I’m Not Gonna Write You a Love Song


Things were not good after The Ex Fiance found out I sent a “sexy” photo to another guy.

Which, fair enough. No, I didn’t cheat on him with his best friend or anything like that, but sure. I sent someone a photo with intent to excite, while in a committed relationship (with someone who wasn’t paying any attention to me).

One night, his friend Mar invited us both out for drinks in Hell’s Kitchen. I got dressed up in a pair of hot pink silk shorts and a black wool hat. “Tonight,” I told myself, “I’m going to remind him what makes us special.”

But once at the bar, he immediately ordered a shot of tequila, pounded it, and ordered a bourbon on the rocks. I ordered a fruity girly drink and sipped it slowly, watching him drink the night away.

Mar made sure to keep me included. “This is Ian-Michael,” she gushed, introducing me to another friend. “He’s going to be a famous writer someday.”

“Don’t say that,” The Ex Fiance spat from next to me, turning his head. “He doesn’t need that kind of positive reinforcement; he’s vain enough.”

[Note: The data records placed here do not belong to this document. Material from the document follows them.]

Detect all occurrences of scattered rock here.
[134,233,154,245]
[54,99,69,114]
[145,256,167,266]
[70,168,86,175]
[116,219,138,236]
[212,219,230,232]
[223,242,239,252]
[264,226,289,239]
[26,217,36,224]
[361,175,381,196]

Mar and I looked at each other for a long, awkward moment. Nobody said anything, until The Ex Fiance ordered “Another bourbon, maestro!”

Around midnight, The Ex Fiance paid his rather large tab, and I paid for my two girly drinks. “I just got invited to something a few blocks away,” he mumbled. “I’m gonna bounce.”

“Wanna go together?” I asked. He looked at me for another long, awkward moment before deciding, “Sure.”

As we walked down 10th Avenue, I kept trying to grab his hand, to lace our fingers together, to remind him we were together—but he kept pulling away. “Jesus, can you just hold my hand?” I snapped.

“FUCK YOU!” he screamed, turning around. I stood there, motionless, speechless. “Fuck you and everything about you. Fuck you for doing this to me!”

“I told you I’m sorry,” I said, quietly. “I don’t know what else I can do. I don’t know what I can say to make it better.”

“Maybe you can’t!” He put his hands over his face; pulled them away. “You broke it, Ian-Michael. YOU FUCKING BROKE IT.”

He turned around and kept walking, and I stood there, watching him go. He didn’t turn around, not once, and then he was out of sight, and I was alone.

Maybe I did break it. Maybe he broke it, in 2011, in Iowa, when he slept with my best friend while we were engaged. Maybe it was always broken, like a pretty typewriter you buy in a vintage shop that you know will never actually work. I bought our thrift store typewriter and I put in on display, for years. But The Ex FIance hadn’t tried to write on it in years, and I longed for a typewriter that could actually write my story.